Collins, whose Port Melbourne-based company has been importing and wholesaling motorcycle accessories since 1984, grew up riding mini-bikes on the family market garden in Rowville.
“I made a motocross track on another property we had at Cranbourne. The Floods got wind of that, so Gary and Trevor Flood started to come down to practice, along with other top Victorians Jack Pingelly, Bernie Ryan, Ron Dinsdale and Steve Cramer.
“I was just a young fellow of 18, but Bert (Flood) said the only thing holding me back was the bike I was on, a friend’s old Suzuki TM250. That was a nice word of encouragement from someone who knew a bit about the game, so I bought a Bultaco from him.”
Collins’ three-wheel career began when he joined the East Malvern club.

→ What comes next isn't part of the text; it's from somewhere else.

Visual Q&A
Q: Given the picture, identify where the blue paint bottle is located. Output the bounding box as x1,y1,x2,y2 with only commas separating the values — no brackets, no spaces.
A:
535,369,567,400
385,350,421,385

“The club president put out an advert for a fit, young man to passenger on his sidecar. I had no idea about the driver, but it was Lindsay Urquhart, an Australian road-racing sidecar legend who was racing a Wasp chassis with Kawasaki H2 engine. At my first race meeting we won the sidecar race and I won the C-Grade Division 2 solo, so I was pretty excited. I did a season with Lindsay and then went with John Armstrong on a Wasp-Norton. We finished third in the 1978 Australian Championship.
“Then I teamed up with my good friend Chris Dinuzzo, who was also riding motocross, to have a crack at road racing. We started with a heavy old chassis and H2 engine, spending more time fixing it than racing. Then we bought one of Lindsay’s chassis with a Kawasaki 650 engine and started to get some results in the Junior (650) sidecar class.

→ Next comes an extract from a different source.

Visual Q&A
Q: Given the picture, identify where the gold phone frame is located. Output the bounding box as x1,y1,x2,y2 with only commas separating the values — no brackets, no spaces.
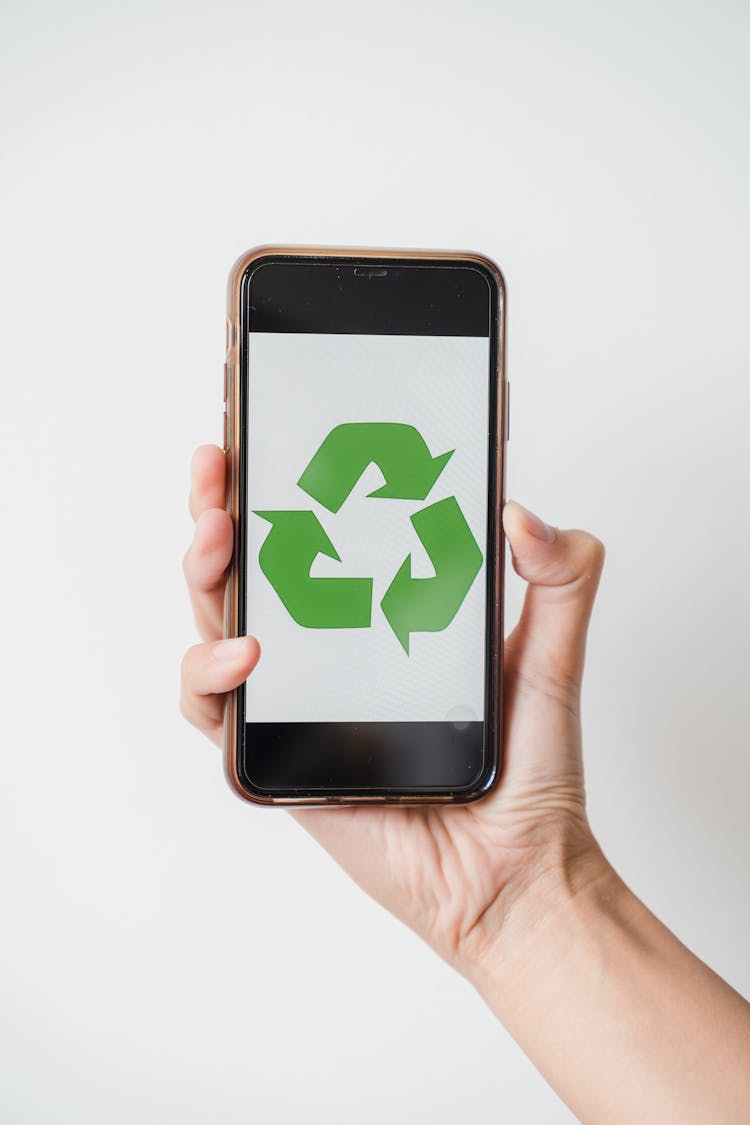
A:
223,245,508,808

“We decided to step up again to a Yamaha TZ750. We bought a complete solo TZ and Lindsay modified a chassis to accept the engine and 13-inch wheels.
“We used that for a few seasons and in 1982 decided to import a Windle chassis from England. The only thing holding us back then was our TZ750 cylinders wearing out. At Symmons Plains in early 1983 we met the late Jim Cook and he suggested using two TZ350 barrels and made us a nice set of exhaust pipes. Two rounds into the series we’d had a win over Geoff Taylor and were equal first on points.”
Unfortunately, lack of wet-weather tyres at a rain-lashed Adelaide round, two crashes in Perth and being cleaned up on the starting line at Calder ended their charge. But they won the Victorian title and broke lap records at Oran Park and Winton.
Taylor/Frazer retired as champions at the end of 1983. Chivas/Halliday won the first two rounds of 1984, with Collins setting a new class record at Amaroo: “Commentator Will Hagon was so impressed he came to see us to say 54.1sec was the same time as the touring car record.
“We won at Lakeside and then had engine dramas at Adelaide after qualifying fastest. We led the last race at Calder until two laps from the end, when the engine seized. At that point, we decided to hang up the boots.”
But the lure of the track was too strong… “Eight years ago I took up classic racing with Peter on an Ireson-Yamaha. Peter is Chris’s cousin, but Chris half-owns the Yamaha, so it’s all in the family.”